Le New York Times porte plainte contre OpenAI et Microsoft pour violation de droit d’auteur

Le New York Times a porté plainte mercredi dernier devant la Cour de district sud de New York, contre OpenAI et Microsoft. Le journal les accuse de violer le droit d’auteur en entraînant les modèles tels que GPT-4 sur ses publications sans autorisation, lui faisant ainsi perdre des milliards de dollars.

Le Times dit avoir mis en place “des conditions d’utilisation qui définissent les limites de la copie et de l’utilisation de son contenu”, il concède sous licence son contenu dans le cadre d’accords de licence négociés, ce qui n’a pu être réalisé avec OpenAI et Microsoft. Pourtant, selon ses dires, des millions de ses articles ont servi à entraîner les modèles GPT d’OpenAI.

Dans la plainte, le quotidien explique en effet avoir “contacté Microsoft et OpenAI en avril 2023 pour soulever des préoccupations en matière de propriété intellectuelle et explorer la possibilité d’une résolution amiable, avec des termes commerciaux et des garde-fous technologiques permettant un échange de valeur mutuellement bénéfique entre les défendeurs et le Times. Ces efforts n’ont pas abouti à une résolution“.

Il produit dans cette plainte des exemples où les réponses de ChatGPT ou Bing Chat paraphrasent certains de ses articles quand elles ne les reprennent quasiment mot à mot.

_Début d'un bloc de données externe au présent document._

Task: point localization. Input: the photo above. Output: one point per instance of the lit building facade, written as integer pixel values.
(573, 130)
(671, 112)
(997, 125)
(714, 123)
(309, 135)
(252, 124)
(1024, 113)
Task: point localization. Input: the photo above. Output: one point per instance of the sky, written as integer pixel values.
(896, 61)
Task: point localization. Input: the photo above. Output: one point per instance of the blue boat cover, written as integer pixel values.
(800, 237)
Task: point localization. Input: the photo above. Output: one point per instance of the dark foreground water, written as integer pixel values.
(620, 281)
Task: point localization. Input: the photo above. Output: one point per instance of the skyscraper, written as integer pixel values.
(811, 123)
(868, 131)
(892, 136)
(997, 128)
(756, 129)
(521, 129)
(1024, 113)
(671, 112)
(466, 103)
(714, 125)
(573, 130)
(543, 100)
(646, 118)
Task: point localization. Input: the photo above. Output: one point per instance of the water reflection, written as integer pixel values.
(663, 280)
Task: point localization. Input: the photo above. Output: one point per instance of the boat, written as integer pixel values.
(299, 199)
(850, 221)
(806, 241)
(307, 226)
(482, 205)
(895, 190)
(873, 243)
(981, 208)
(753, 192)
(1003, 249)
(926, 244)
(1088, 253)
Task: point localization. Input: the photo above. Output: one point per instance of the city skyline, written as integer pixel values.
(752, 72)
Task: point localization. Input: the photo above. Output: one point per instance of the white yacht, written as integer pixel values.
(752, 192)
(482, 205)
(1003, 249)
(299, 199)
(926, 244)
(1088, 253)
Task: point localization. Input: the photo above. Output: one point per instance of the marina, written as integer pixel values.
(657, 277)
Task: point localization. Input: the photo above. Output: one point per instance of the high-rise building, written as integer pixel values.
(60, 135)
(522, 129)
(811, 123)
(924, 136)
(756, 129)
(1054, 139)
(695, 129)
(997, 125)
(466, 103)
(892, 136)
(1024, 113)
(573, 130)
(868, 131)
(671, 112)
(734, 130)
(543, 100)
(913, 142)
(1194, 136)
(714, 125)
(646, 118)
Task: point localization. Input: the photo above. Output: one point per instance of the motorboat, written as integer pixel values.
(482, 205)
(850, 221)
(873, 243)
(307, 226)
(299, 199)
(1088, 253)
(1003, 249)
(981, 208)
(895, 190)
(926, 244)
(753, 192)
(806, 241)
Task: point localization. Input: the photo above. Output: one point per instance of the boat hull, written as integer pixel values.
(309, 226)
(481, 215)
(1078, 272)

Les réponses de GPT-4 reprenant certaines parties d’une série du journal primée par le prix Pulitzer sur les pratiques de prêt prédateur dans l’industrie des taxis de la ville de New York, fruit d’un travail de 18 mois, ou d’une autre sur la façon dont la sous-traitance par Apple et d’autres entreprises technologiques a transformé l’économie mondiale, en sont des exemples flagrants.

2023, une année de batailles judiciaires pour OpenAI

On a vu cette année les auteurs, les scénaristes et les journalistes préoccupés par la peur de voir leurs métiers remplacés par l’IA générative, mais la violation de leur propriété intellectuelle les a fait également réagir.

Une lettre ouverte de l’Authors Guild, rassemblant plus de 9 000 signatures, a ainsi été  envoyée à OpenAI, Alphabet, Meta, Stability AI, IBM et Microsoft, attirant l’attention sur “l’injustice inhérente à la construction de technologies d’IA génératives lucratives à l’aide d’œuvres protégées par le droit d’auteur et demande aux développeurs d’IA d’obtenir le consentement, de créditer et de rémunérer équitablement les auteurs”.

Des actions en justice ont vu le jour : Matthew Butterick, avocat et développeur, et le cabinet d’avocats Joseph Saveri, qui avaient porté plainte contre GitHub Copilot l’an dernier, ont représenté les écrivains Sarah Silverman, Richard Kadrey et Christopher Golden lors d’un procès contre OpenAI accusé d’avoir utilisé leurs livres pour l’entraînement de ChatGPT, ils les avaient représentés également lors d’un procès en juillet contre Meta pour avoir violé les lois sur le droit d’auteur en utilisant leurs livres pour entraîner LLaMA. La société avait admis avoir utilisé Books3, mais via l’ensemble de données The Pile qui est open source.

Pour Matthew Butterick, les recours collectifs allaient être de plus en plus nombreux, ce qui s’est vérifié par une nouvelle plainte contre OpenAI de Michael Chabon, David Henry Hwang, Rachel Louise Snyder et Ayelet Waldman.

Tous s’accordent avec le New York Times sur le fait de ne pas laisser OpenAI générer des bénéfices avec des produits utilisant leur travail sans contrepartie.

Des accords avec les médias

OpenAI se défend de vouloir spolier les éditeurs et créateurs, la société se dit prête à collaborer avec eux “afin qu’ils tirent profit d’une technologie IA avancée et d’un nouveau modèle de revenus”.

Elle a ainsi signé récemment un accord avec le groupe de presse allemand Axel Springer après avoir conclu un partenariat avec l’Associated Press en juillet dernier, pour partager certains contenus et technologies d’information et examiner des cas d’utilisation potentiels de l’IA générative dans les produits et services d’actualité. Si certains quotidiens se disent prêts à négocier, pour l’instant la BBC, CNN, Reuters empêchent OpenAI d’explorer et collecter des données à partir de leurs contenus.

Ce litige en cours avec le New York Times souligne les défis complexes auxquels l’industrie de l’IA est confrontée dans la recherche d’un équilibre entre innovation technologique, protection des droits d’auteur et rémunération équitable des créateurs de contenu. La décision prise par la Cour pourrait servir de jurisprudence, cette énième plainte souligne la nécessité d’une réglementation telle que l’AI Act pour des modèles transparents.